An old man, Zar Taj, was seen roaming around the premises of the Peshawar High Court a few days ago and requesting every passer-by to help him. The man is father of a young woman who was stoned to death over three years ago allegedly by her husband and around a dozen of his accomplices in the jurisdiction of Rustam police station in Mardan.
The poor man was saying that they had no money to hire a counsel for appearance in a bail petition moved by one of the accused persons, Hazrat Said, stated to be brother-in-law of the victim, Ms Shazia. The accused was arrested after remaining absconder for around three years. Four accused persons in the case, including the victim’s husband Mohammad Saeed, had already been acquitted by the trial court last year in Mardan for lack of evidence.
Hazrat Said’s bail petition was earlier dismissed by an additional district and sessions judge in Mardan following which he moved PHC seeking his release on bail on the ground of consistency as four accused had already been set free.
When advocate high court Khyal Mohammad Mohmand heard the hue and cry of the old man he approached and assured him that he would contest the petition pro bono. A single bench of the court comprising Justice Ms Mussarat Hilali heard the petition on Nov 7 and dismissed it.
Mr Mohmand contended that though four of the accused were acquitted by the court, the case against the present petitioner was strong as he had been an absconder. He argued that the trial against the petitioner had commenced in Feb 2014 and he should not be granted the concession of bail.
It was in June 2011 when the killing of Shazia, 23, had hit the headlines. The Khyber Pakhtunkhwa Provincial Commission on the Status of Woman (PCSW) had condemned the incident and its then chairperson Zubaida Khatoon had called upon the authorities to ensure that the perpetrators were handed down an exemplary punishment.
She had also asked the government to take steps to curb alternate systems of justice such as the local jirga that passes inhuman judgments against women for issues related to family and honour.
However, after a few days of the occurrence the human rights organisations and the PCSW went into slumber and the poor parents of the victim were left at the mercy of criminal justice system. As the family had no resources to hire a private counsel they had to rely on the public prosecutor. Last year, four of the accused persons, including Saeed, were acquitted by a trial court in Mardan due to lack of evidence whereas the remaining eight accused were declared proclaimed offenders. According to facts of the case, the victim was taken to nearby hills by the accused and stoned to death. Her mother, Noor Jehan, and a minor sister, Kashmala, were accompanying her, but they somehow saved own lives.
Apparently, Shazia was killed for honour as she had left residence of her husband and was residing with her parents in Swat. She had entered into love marriage with the accused, Mohammad Saeed, in Nov 2010.

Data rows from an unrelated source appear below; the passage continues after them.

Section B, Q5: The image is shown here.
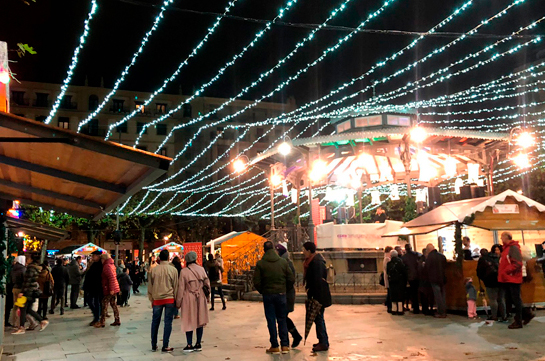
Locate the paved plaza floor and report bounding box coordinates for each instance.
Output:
[3,286,545,361]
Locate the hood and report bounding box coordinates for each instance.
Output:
[15,255,26,266]
[262,249,281,262]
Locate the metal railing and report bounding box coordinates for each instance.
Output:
[294,272,384,294]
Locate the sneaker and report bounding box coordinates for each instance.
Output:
[193,343,202,352]
[499,317,509,323]
[183,345,194,353]
[48,310,54,315]
[26,323,39,331]
[11,327,25,335]
[162,347,174,353]
[222,305,227,310]
[152,346,157,352]
[281,346,290,354]
[266,347,281,354]
[39,320,49,332]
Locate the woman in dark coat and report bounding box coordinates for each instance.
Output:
[387,250,408,315]
[276,244,302,348]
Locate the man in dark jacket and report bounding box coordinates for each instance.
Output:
[67,256,82,309]
[424,243,447,318]
[253,241,295,355]
[402,244,420,314]
[83,251,103,326]
[303,242,332,353]
[50,258,69,315]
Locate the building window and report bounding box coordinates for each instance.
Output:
[60,95,76,109]
[88,95,99,111]
[159,148,167,156]
[336,120,351,133]
[156,124,167,136]
[111,99,125,113]
[35,115,46,122]
[58,117,70,129]
[34,93,49,107]
[136,145,148,152]
[182,104,192,117]
[155,103,167,115]
[116,122,128,134]
[82,119,99,136]
[11,91,26,105]
[136,122,147,135]
[135,101,145,113]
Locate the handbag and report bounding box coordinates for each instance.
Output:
[43,271,53,297]
[379,272,385,287]
[188,266,210,298]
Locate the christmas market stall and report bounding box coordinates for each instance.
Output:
[383,189,545,310]
[152,242,184,260]
[72,242,107,256]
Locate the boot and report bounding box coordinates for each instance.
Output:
[110,319,121,326]
[508,316,523,329]
[290,328,302,348]
[222,299,227,310]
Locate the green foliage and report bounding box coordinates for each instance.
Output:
[16,43,37,57]
[403,197,417,223]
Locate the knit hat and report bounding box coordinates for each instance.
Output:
[275,243,287,256]
[185,251,197,264]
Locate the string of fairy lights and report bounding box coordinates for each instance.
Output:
[42,0,545,219]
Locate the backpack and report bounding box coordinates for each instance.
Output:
[42,270,52,297]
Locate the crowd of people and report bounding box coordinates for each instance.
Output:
[382,232,535,329]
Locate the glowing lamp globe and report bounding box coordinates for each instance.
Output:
[410,127,427,143]
[513,152,530,169]
[233,159,246,173]
[270,174,282,186]
[0,70,10,85]
[515,132,535,149]
[278,142,292,156]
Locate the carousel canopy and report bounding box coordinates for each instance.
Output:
[383,190,545,236]
[152,242,183,254]
[250,126,510,190]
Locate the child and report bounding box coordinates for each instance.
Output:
[117,268,133,307]
[465,277,478,319]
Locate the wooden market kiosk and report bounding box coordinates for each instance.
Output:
[384,189,545,310]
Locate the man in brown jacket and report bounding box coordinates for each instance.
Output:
[148,250,179,353]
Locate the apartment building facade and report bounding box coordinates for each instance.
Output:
[9,81,297,179]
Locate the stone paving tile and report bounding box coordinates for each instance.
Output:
[5,286,545,360]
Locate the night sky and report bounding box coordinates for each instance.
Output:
[2,0,545,107]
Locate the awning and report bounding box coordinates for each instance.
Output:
[72,242,107,255]
[152,242,183,254]
[0,112,171,220]
[5,215,68,241]
[206,231,240,248]
[382,224,450,237]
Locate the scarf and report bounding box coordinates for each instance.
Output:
[303,253,316,279]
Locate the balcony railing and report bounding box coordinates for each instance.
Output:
[59,102,78,110]
[32,100,52,107]
[11,99,29,106]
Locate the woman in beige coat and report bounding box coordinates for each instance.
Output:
[176,251,210,353]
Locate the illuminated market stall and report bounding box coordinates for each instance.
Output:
[152,242,184,259]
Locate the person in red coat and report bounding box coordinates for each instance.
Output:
[95,253,121,327]
[498,232,523,329]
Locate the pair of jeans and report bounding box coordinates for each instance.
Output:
[408,280,420,313]
[431,283,446,316]
[314,307,329,347]
[485,286,505,319]
[20,296,42,327]
[50,286,65,313]
[70,284,80,308]
[186,327,203,345]
[262,294,289,348]
[151,303,176,349]
[211,286,225,309]
[501,283,522,323]
[38,298,48,319]
[88,294,102,322]
[117,291,130,306]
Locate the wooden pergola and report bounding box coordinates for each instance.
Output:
[0,112,171,220]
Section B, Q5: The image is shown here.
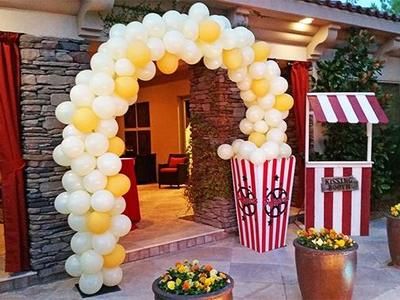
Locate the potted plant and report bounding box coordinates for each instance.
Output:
[152,260,234,300]
[387,203,400,268]
[293,228,358,300]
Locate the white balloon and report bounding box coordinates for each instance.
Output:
[211,15,231,29]
[61,136,85,158]
[238,141,257,160]
[55,101,76,124]
[63,124,86,141]
[266,128,285,143]
[261,141,280,160]
[110,214,132,237]
[163,10,184,30]
[244,100,257,108]
[107,37,128,60]
[71,153,97,176]
[92,96,117,119]
[65,254,81,277]
[239,118,253,135]
[68,190,91,215]
[258,94,276,110]
[147,37,165,61]
[250,148,267,165]
[92,231,117,255]
[127,95,138,105]
[80,250,104,274]
[96,119,119,138]
[111,197,126,215]
[220,29,237,50]
[115,58,135,76]
[246,105,264,123]
[248,62,267,79]
[228,67,247,83]
[90,53,114,75]
[278,120,288,132]
[181,41,202,65]
[234,26,255,48]
[163,30,185,54]
[237,77,252,91]
[71,232,92,255]
[203,56,222,70]
[85,132,109,157]
[103,267,123,287]
[53,145,71,167]
[232,139,244,154]
[182,18,199,40]
[75,70,93,85]
[241,46,255,66]
[188,2,209,22]
[201,42,222,59]
[126,21,148,42]
[253,120,269,133]
[109,24,126,38]
[240,90,257,102]
[142,13,166,38]
[70,84,95,108]
[264,108,283,128]
[217,144,234,160]
[265,60,281,78]
[89,72,115,96]
[98,42,111,56]
[280,143,292,158]
[62,170,83,192]
[97,153,122,176]
[83,170,107,193]
[281,110,289,119]
[114,96,129,116]
[68,213,88,232]
[54,192,70,214]
[136,62,156,81]
[270,77,288,95]
[79,273,103,295]
[91,190,115,212]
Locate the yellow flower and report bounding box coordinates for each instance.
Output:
[176,278,182,286]
[167,281,176,290]
[335,239,346,248]
[204,278,212,286]
[178,265,187,273]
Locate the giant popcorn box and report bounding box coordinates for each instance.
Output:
[231,156,296,253]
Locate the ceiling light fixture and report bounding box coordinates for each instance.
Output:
[299,17,314,24]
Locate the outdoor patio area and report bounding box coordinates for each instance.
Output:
[1,218,398,300]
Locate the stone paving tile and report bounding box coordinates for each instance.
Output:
[1,218,400,300]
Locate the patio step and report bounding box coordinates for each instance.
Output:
[0,271,38,293]
[124,229,230,263]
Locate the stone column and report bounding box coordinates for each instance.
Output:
[20,34,90,279]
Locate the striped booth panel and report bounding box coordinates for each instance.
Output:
[305,165,371,236]
[231,156,296,253]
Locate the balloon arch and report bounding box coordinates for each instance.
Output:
[52,2,294,295]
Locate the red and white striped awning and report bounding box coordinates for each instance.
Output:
[307,93,389,124]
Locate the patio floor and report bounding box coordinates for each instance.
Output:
[1,217,399,299]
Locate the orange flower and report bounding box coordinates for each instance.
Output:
[182,280,191,291]
[204,264,213,272]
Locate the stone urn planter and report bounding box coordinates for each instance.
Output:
[293,231,358,300]
[386,213,400,268]
[152,275,234,300]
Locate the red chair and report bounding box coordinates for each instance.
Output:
[158,154,188,188]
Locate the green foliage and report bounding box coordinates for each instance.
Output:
[184,114,232,209]
[314,28,398,209]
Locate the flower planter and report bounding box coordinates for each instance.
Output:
[293,239,358,300]
[152,275,234,300]
[386,214,400,268]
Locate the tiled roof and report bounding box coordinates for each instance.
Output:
[300,0,400,22]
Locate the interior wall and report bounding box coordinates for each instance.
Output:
[136,79,190,166]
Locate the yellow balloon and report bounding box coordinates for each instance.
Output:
[222,49,242,70]
[274,93,294,111]
[106,174,131,197]
[127,41,151,68]
[72,107,99,133]
[248,132,266,147]
[251,79,269,97]
[252,41,270,62]
[198,19,221,43]
[156,52,179,74]
[115,76,139,99]
[103,244,126,268]
[108,136,125,156]
[87,211,111,234]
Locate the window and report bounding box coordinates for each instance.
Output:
[124,102,151,156]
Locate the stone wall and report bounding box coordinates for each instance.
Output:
[20,34,90,278]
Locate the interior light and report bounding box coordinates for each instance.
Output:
[299,17,314,24]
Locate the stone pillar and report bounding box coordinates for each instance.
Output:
[20,34,90,278]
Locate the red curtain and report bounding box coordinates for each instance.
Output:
[290,62,310,208]
[0,32,30,272]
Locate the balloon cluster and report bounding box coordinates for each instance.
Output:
[52,2,292,294]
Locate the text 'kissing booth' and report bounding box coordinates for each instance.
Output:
[305,92,389,235]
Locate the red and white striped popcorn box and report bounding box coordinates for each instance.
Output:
[231,156,296,253]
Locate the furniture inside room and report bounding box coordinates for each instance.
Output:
[158,154,189,188]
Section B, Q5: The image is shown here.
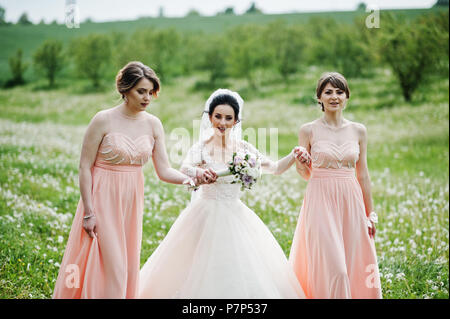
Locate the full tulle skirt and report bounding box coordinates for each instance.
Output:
[289,168,382,299]
[53,162,144,299]
[138,196,305,299]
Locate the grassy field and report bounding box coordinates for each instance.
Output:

Investigations had revealed that the accused, Saeed, was also suspected of killing his brother as he was suspecting him of having relations with the victim. In that occurrence the victim had also received injuries and she started residing with her parents at Barikot in Swat.
Ms Noor Jehan was the complainant in the case registered at Rustam police station.
She alleged that they were asked by Saeed to visit the village as he wanted to make rapprochement with the victim.
However, she claimed that when they reached the village Saeed along with his accomplices, including his brother, forcibly took them to nearby hills and started pelting stones on Shazia which resulted in her death.
According to the postmortem report, her death was caused because of head injuries.
The police had recovered the body of the victim with her blood stained sandals lying nearby. The place of occurrence, village Bairoch, is backward and its population is known for violence.
This case clearly shows the unavailability of support mechanisms to the families as well as to victims falling prey to violence.
“When the state institutions set up for providing assistance to victims and their families in such cases fail to perform their duty it often results in rise in heinous crimes, including honour-related offences,” said an advocate of the Supreme Court Shahnawaz Khan.
He said that the state should realise its responsibility and help the families in distress so that the perpetrators could be awarded punishment.